Una minaccia più concreta. Luke si sfregò il mento. «Se non fosse per gli Ssi-ruuk, ricomincerebbe i rastrellamenti?»
Le guance di Gaeriel sbiancarono. «Come fa a sapere...» Non finì la frase.
Non ce n’era bisogno. «Procedura standard imperiale. L’abbiamo visto fare su tanti mondi.»
Per un momento Gaeriel sembrò ritirarsi in se stessa. Dall’altra parte del tavolo Leia e Han si alzarono e si allontanarono in due direzioni opposte. Nessuno dei due aveva un’aria contenta.
Un’altra piccola spinta. «È sicura di credere nell’Impero?» mormorò Luke.
La ragazza si accigliò. Ammiccò con i suoi occhi spaiati.

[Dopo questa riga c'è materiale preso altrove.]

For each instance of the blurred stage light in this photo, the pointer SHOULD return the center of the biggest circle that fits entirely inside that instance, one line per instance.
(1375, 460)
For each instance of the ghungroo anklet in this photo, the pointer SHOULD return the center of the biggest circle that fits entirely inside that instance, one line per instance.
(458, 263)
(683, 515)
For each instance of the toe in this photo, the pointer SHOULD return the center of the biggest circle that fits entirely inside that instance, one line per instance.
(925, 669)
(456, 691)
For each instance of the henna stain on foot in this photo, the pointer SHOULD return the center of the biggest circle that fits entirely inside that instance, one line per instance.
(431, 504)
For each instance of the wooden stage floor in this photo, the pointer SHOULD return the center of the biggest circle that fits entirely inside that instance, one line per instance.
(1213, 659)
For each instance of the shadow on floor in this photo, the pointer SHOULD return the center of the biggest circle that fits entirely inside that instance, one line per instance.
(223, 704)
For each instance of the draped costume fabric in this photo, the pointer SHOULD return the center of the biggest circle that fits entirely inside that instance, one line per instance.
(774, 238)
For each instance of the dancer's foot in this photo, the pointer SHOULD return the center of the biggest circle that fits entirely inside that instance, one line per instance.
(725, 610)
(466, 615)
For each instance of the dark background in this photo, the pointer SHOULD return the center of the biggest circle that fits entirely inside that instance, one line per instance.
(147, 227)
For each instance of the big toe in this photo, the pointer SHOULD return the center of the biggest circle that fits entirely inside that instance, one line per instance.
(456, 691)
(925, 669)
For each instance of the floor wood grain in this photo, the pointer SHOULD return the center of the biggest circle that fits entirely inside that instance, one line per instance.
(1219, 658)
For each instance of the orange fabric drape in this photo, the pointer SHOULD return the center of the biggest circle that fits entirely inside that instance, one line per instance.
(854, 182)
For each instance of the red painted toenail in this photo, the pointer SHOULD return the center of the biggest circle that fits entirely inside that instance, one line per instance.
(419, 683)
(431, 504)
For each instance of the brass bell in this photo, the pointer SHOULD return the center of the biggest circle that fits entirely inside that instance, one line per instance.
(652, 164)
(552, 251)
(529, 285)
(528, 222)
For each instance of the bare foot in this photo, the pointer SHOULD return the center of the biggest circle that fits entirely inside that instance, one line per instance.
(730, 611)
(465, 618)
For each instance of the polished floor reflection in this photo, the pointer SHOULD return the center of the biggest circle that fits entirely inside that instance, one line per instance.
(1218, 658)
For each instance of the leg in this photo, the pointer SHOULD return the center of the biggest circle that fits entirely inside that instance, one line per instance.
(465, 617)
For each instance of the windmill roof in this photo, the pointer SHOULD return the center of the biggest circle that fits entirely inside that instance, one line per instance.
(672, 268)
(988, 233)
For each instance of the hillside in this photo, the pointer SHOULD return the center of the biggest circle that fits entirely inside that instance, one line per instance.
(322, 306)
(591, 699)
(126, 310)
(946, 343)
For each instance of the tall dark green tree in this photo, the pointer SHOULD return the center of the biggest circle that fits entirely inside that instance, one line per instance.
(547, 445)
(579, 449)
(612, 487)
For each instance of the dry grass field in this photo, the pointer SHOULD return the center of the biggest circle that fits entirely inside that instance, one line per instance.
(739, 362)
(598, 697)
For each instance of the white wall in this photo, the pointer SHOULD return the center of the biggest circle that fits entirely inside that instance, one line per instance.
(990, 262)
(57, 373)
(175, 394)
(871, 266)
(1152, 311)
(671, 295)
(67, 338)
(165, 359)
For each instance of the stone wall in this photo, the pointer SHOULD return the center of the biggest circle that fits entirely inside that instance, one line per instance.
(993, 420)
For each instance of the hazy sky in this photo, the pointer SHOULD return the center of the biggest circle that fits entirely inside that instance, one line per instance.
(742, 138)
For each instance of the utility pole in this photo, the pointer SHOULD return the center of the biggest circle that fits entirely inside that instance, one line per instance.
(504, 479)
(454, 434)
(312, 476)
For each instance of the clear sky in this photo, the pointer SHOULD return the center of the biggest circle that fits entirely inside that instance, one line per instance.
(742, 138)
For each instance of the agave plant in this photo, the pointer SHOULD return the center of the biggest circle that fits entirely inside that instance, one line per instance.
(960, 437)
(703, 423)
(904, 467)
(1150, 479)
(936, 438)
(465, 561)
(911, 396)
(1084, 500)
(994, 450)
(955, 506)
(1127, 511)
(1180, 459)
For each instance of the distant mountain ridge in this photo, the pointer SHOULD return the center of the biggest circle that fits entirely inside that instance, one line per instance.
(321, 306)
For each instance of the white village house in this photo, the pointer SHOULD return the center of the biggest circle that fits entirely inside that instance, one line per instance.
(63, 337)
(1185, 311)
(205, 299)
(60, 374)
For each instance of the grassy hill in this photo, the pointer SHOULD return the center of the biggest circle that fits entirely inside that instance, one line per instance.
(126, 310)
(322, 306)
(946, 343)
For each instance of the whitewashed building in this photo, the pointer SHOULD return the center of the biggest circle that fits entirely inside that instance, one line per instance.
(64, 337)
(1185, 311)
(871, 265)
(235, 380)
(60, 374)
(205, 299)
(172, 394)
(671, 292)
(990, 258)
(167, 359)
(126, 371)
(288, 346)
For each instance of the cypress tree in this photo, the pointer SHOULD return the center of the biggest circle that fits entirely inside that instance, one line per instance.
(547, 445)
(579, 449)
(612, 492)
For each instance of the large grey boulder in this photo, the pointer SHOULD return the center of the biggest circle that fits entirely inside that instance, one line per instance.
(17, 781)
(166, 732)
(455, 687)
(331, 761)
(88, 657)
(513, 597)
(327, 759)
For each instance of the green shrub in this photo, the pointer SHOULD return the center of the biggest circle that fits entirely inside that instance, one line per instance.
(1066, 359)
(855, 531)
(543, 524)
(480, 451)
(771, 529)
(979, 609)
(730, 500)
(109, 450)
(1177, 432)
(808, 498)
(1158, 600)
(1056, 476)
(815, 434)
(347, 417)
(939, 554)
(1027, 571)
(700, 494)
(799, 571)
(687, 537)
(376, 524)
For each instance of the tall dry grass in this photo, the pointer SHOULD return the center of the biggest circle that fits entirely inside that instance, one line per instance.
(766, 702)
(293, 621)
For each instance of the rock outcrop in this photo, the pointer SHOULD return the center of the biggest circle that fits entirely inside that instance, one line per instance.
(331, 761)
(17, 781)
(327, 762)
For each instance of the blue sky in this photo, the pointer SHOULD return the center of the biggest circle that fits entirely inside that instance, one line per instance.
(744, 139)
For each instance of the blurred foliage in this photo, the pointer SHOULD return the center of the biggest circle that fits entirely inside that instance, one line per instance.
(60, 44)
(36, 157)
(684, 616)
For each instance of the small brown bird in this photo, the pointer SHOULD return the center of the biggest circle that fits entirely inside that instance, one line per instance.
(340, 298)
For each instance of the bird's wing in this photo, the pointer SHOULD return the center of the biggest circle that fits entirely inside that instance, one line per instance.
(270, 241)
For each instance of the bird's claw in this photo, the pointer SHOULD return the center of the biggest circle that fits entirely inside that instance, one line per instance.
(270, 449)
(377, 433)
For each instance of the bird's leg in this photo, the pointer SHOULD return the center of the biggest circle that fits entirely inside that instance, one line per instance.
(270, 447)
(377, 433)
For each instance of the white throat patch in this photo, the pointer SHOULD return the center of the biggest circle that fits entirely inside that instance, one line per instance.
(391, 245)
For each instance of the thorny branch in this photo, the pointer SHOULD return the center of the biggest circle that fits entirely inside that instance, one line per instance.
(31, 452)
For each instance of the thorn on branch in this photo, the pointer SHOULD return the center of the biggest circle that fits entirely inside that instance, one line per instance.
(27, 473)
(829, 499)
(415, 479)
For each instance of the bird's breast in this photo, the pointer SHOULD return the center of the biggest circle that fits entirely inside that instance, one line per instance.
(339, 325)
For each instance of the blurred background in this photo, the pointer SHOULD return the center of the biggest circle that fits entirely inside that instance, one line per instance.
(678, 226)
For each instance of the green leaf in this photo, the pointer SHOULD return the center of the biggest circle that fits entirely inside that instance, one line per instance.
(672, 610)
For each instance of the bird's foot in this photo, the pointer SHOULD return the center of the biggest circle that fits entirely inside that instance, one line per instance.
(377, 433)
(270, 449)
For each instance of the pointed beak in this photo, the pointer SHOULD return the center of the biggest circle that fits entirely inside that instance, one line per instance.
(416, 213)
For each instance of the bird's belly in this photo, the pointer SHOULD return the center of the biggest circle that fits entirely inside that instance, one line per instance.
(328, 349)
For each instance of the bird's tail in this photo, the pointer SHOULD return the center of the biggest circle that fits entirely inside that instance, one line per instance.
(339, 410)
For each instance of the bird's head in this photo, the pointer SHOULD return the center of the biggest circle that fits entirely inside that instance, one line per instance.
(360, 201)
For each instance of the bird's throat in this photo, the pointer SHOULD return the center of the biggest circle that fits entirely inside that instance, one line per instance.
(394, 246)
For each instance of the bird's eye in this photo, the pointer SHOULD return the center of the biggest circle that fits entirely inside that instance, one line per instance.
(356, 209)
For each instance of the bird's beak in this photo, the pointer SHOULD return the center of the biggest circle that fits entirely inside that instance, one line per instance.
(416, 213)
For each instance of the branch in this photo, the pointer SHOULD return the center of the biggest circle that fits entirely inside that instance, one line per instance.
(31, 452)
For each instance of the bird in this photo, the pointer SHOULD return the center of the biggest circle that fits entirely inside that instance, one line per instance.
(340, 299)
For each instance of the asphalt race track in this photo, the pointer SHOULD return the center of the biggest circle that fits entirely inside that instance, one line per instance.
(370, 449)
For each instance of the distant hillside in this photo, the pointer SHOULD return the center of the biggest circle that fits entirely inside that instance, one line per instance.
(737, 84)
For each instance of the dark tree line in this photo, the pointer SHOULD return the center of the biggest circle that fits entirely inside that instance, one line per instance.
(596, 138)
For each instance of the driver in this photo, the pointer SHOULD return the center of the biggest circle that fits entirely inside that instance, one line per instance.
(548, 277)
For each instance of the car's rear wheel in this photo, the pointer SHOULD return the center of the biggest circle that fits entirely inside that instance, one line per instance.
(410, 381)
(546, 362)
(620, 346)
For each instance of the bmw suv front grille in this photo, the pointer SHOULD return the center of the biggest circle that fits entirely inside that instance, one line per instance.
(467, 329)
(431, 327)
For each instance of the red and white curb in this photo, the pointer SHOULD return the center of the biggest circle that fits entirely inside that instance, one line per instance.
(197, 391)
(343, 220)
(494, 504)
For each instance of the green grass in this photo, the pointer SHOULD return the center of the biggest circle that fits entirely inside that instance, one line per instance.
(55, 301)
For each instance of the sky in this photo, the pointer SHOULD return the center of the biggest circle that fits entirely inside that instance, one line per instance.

Inghiottì un ultimo sorso di liquore di namana e si alzò assieme a lui. «È un equilibrio. Ogni cosa contiene in sé la luce e le tenebre. Anche i Jedi, suppongo.»
«Sì», mormorò Luke. Se solo quella serata avesse potuto durare una settimana. Chiedile se puoi rivederla! Era un suggerimento di Ben o un impulso tutto suo? «Perché non concludiamo questa conversazione domani?»
«Dubito che ce ne sarà il tempo.» Con un’espressione gentile ma sollevata, gli porse la mano.
Non aveva visto quell’ufficiale imperiale baciare la mano di Leia? Era quella la cosa da fare in questo caso?
Decidendo di rischiare, sollevò alle labbra la mano di Gaeriel. Lei non la ritirò. Aveva lo stesso sapore del candito di namana. In fretta, prima che il suo coraggio svanisse, sfiorò le sue nocche con le labbra. Si sentiva uno stupido. Non si sarebbe mai più azzardato a fare una cosa del genere.
Gaeriel gli strinse brevemente la mano, poi si liberò e si diresse verso il senatore anziano Belden. Luke rimase fermo, sfregandosi la mano e cercando di immaginare Gaeriel come parte del suo futuro.
Per la Forza, l’indomani avrebbe trovato il tempo di finire quella conversazione a costo di costruirselo.